====== Introductory Labs ======

/* {{ :courses:be5b33rpz:labs:01_intro:lab1-info.pdf | General Course Information}} */

<WRAP center round tip>
===== Taught competencies and skills =====
By attending the lab and solving the assignment, a student should...
  * understand the rules of the semester.
  * solve possible access problems (BRUTE, forum, KOS, ...).
  * be able to work with the templates.
  * have experience with uploading a simple problem solution to the upload system.

/*   Understand the difference between joint, conditional and prior probabilities (could be done also during the next lab) */
</WRAP>


<WRAP center round info>

To fulfill this assignment, you need to submit these files (all packed in one ''.zip'' file) into the [[https://cw.felk.cvut.cz/sou/ | upload system]]:
  * **''basics.ipynb''** - a script for data initialisation, calling of the implemented functions and plotting of their results (for your convenience, will not be checked).
  * **''basics.py''** - file with implemented methods:
    * **''matrix_manip''** - a method implementing the matrix manipulation tasks specified in the section [[.:start#Matrix manipulation with NumPy|Matrix manipulation]]
    * **''compute_letter_mean''** and **''compute_lr_features''** - methods specified in the section [[.:start#Simple data task in Python|Simple data task]]
  * **''initial1_mean.png''**, **''initial2_mean.png''** and **''initials_histograms.png''** - images specified in the section [[.:start#Simple data task in Python|Simple data task]]

** Use [[courses:be5b33rpz:labs:python_development#Assignment Templates|template]] of the assignment.** When preparing a zip file for the upload system, do not include any directories, the files have to be in the zip file root.

Beware of using ''for'' loops! :)
</WRAP>

===== PYTHON introduction =====

We will be using the Python programming language with the NumPy library during the whole semester.
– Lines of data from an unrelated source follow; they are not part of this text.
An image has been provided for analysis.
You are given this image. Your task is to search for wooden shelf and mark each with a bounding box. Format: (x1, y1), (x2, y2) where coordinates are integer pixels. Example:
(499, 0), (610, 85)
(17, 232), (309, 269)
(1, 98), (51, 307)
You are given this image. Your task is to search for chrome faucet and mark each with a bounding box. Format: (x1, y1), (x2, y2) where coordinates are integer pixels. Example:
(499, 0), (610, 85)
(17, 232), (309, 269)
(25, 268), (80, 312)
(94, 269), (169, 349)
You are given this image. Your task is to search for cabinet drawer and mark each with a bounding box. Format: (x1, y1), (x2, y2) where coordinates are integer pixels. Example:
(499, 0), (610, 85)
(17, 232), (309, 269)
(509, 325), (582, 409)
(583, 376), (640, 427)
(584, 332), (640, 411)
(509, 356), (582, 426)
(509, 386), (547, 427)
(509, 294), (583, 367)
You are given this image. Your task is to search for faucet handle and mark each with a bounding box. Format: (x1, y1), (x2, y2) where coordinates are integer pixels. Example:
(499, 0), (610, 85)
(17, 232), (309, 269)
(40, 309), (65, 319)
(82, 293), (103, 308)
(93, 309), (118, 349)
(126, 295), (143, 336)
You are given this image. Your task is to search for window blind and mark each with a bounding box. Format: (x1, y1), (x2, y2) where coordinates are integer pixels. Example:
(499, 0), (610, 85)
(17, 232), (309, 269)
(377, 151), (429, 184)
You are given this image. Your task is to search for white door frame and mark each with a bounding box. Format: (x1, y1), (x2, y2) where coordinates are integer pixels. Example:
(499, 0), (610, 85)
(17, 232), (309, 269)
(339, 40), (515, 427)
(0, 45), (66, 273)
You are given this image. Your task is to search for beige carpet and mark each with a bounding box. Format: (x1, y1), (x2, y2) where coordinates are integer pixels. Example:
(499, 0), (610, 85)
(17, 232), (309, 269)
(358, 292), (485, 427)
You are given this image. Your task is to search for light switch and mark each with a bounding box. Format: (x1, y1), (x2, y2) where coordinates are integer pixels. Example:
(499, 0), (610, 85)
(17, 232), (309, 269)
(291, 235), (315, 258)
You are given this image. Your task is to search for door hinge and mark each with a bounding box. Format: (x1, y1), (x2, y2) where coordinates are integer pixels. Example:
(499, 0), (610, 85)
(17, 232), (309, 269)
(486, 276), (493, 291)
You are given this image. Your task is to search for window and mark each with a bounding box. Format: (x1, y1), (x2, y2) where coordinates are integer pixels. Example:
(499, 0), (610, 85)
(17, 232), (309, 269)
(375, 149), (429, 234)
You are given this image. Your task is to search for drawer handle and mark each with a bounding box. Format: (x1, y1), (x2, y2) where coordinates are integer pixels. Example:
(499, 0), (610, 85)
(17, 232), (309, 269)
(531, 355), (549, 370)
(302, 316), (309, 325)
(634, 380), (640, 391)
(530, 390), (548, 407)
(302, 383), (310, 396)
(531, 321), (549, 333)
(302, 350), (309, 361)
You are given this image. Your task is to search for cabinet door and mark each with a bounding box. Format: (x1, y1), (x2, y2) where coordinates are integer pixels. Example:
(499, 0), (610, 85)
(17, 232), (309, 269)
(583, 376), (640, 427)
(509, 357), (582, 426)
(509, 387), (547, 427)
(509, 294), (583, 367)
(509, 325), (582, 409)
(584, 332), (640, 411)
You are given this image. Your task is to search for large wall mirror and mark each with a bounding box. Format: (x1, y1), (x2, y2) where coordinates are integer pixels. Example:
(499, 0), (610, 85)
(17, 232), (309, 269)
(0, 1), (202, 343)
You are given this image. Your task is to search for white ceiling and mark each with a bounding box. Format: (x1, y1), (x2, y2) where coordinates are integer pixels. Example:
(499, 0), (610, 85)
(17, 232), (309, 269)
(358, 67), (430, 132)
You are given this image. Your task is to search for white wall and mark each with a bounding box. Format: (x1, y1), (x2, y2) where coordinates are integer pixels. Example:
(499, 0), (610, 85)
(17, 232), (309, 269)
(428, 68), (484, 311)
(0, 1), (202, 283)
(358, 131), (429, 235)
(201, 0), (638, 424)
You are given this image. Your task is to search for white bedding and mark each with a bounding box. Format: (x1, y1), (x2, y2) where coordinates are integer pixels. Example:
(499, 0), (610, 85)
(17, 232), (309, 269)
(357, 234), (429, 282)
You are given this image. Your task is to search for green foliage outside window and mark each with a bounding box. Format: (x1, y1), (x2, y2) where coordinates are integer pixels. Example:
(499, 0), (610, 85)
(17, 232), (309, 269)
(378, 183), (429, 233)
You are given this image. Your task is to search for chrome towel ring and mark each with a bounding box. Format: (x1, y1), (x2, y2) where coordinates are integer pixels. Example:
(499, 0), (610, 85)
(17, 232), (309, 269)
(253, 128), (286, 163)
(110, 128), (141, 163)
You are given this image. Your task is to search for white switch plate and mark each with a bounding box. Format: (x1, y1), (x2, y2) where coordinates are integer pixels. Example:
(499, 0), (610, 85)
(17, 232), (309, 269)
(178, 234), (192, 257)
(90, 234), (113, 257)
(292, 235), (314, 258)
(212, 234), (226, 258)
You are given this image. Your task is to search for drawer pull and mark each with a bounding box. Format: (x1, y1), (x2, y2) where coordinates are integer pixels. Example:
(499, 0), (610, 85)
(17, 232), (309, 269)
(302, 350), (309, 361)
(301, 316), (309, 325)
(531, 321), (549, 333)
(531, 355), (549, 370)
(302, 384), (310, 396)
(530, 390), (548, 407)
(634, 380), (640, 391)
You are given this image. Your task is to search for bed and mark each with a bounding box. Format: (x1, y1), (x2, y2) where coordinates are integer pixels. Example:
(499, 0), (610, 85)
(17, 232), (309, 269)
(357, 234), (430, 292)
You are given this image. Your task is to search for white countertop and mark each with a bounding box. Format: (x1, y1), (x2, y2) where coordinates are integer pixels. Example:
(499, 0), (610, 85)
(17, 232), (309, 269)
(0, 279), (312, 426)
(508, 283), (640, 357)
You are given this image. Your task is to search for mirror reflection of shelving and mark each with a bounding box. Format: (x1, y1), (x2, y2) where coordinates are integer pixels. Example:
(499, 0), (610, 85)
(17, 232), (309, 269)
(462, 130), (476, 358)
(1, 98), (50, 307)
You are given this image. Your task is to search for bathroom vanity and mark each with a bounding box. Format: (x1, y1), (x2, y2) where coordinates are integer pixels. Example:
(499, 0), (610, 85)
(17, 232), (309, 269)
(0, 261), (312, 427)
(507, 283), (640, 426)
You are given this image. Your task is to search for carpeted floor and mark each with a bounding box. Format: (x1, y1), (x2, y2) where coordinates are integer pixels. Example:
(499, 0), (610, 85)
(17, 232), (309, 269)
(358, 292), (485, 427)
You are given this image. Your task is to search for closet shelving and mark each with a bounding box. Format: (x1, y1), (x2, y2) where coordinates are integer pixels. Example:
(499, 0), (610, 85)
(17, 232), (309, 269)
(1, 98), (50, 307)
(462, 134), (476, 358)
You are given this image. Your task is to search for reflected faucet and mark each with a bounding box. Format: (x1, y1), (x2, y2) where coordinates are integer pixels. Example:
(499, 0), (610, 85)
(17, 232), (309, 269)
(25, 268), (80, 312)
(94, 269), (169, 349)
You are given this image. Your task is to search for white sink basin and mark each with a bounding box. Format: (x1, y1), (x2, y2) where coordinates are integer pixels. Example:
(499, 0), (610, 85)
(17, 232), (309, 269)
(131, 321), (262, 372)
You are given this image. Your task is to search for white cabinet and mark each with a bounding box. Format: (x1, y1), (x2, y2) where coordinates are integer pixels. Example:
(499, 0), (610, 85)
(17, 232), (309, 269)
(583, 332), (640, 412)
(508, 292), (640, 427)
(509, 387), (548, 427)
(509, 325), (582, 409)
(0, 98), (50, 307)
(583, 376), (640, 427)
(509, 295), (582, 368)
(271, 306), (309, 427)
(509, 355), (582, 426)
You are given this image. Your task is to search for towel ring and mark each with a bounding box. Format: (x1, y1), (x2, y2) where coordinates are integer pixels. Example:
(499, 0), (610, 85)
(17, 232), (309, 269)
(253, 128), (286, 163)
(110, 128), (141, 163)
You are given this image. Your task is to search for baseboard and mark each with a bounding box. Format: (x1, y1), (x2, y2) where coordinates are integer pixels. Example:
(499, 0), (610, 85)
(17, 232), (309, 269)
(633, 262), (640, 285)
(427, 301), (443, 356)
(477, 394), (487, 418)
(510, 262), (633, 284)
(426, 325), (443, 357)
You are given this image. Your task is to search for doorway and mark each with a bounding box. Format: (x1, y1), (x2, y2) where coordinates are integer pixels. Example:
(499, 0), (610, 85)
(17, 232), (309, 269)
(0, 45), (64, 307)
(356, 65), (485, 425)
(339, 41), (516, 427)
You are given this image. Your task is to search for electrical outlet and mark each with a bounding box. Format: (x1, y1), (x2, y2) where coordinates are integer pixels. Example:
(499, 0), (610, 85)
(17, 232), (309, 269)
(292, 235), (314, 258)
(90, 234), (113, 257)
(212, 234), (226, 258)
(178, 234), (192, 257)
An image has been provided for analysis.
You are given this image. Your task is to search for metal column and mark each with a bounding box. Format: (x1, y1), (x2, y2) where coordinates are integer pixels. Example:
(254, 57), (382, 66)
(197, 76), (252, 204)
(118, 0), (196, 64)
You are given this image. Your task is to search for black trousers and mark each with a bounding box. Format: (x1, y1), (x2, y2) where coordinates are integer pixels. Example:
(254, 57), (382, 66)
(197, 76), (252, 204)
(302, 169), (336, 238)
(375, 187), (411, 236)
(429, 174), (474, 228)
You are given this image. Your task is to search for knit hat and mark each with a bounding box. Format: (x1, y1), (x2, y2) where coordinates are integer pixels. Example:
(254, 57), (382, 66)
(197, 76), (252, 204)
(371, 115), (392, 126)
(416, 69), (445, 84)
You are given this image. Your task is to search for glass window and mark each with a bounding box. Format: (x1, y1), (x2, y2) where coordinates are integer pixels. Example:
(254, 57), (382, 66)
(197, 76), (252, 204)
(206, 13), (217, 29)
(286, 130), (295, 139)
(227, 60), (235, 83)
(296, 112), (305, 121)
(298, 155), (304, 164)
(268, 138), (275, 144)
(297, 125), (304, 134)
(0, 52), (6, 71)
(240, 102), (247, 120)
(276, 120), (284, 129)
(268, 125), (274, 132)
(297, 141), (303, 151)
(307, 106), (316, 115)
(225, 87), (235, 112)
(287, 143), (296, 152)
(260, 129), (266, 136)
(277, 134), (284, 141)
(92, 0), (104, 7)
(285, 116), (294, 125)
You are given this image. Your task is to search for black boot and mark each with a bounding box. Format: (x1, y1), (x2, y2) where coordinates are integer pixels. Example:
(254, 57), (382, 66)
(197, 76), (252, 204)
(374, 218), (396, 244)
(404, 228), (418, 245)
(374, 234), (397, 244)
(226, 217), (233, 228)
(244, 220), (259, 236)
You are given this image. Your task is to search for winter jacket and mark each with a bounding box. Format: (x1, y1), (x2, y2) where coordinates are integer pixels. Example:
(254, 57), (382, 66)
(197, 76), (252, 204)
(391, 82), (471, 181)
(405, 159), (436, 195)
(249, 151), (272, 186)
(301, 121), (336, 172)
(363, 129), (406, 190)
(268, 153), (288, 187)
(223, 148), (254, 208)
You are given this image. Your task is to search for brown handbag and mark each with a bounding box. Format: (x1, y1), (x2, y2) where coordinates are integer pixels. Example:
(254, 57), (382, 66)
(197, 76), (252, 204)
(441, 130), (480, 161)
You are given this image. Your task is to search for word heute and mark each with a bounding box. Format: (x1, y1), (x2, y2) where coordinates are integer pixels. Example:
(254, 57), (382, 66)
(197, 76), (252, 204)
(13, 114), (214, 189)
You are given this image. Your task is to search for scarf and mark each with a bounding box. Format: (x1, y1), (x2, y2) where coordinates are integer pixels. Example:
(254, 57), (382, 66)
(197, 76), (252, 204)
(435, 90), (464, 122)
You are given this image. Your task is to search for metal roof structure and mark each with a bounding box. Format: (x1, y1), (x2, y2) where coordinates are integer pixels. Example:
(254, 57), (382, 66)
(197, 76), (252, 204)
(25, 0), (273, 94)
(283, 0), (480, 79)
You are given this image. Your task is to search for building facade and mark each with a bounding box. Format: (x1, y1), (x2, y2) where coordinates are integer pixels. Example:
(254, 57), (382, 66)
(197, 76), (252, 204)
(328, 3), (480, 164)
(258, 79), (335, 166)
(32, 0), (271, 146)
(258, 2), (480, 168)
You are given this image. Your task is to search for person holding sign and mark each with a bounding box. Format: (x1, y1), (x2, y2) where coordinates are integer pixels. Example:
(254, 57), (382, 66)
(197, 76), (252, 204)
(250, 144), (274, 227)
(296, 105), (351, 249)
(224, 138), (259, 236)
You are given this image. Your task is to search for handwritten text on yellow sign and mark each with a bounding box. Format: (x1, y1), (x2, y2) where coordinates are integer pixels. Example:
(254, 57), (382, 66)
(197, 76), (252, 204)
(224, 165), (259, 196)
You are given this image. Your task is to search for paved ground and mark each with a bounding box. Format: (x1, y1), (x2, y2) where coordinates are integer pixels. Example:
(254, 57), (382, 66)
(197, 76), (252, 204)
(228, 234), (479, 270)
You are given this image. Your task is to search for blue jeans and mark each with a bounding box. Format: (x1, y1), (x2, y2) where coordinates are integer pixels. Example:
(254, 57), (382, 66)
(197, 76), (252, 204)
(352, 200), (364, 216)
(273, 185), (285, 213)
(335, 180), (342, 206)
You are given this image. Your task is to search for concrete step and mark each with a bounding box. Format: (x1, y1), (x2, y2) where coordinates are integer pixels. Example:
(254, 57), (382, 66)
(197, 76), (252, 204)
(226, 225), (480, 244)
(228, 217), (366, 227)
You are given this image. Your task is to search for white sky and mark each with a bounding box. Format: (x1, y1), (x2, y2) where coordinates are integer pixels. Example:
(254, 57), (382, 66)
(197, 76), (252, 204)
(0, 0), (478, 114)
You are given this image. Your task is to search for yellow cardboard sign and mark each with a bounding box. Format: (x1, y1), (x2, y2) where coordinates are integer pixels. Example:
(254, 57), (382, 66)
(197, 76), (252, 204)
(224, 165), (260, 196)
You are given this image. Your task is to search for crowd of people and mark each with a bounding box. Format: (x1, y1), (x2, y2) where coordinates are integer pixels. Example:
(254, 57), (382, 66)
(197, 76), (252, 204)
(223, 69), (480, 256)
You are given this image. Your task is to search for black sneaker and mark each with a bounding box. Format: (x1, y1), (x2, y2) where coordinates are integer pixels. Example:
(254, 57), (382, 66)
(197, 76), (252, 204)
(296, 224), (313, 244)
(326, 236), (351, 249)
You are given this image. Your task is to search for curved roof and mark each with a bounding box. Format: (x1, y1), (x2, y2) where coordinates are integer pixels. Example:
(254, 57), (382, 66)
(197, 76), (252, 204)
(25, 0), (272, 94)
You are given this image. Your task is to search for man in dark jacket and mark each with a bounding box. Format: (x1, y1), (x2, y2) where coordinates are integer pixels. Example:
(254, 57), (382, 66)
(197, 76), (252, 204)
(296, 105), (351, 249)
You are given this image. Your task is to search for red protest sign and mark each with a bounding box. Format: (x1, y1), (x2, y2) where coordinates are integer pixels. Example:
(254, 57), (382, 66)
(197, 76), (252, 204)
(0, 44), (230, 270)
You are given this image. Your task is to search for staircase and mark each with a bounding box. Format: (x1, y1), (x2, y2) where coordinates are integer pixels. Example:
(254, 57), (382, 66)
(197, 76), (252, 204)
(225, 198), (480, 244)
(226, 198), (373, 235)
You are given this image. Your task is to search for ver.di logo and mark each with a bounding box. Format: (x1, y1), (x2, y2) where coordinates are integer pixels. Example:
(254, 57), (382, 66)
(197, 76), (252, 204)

Make sure you are comfortable with these so that you don't spend more time dealing with python/numpy issues than solving the assignment tasks.

For the case you are not too sure about your Python/NumPy skills, have a look here: [[http://cs231n.github.io/python-numpy-tutorial/|http://cs231n.github.io/python-numpy-tutorial/]], search for other materials ([[https://duckduckgo.com/|duckduckgo]], [[https://google.com/|google]]) or ask your teacher.

**Start by reading** [[courses:be5b33rpz:labs:python_development|General information for Python development]] and cloning the assignment template repository.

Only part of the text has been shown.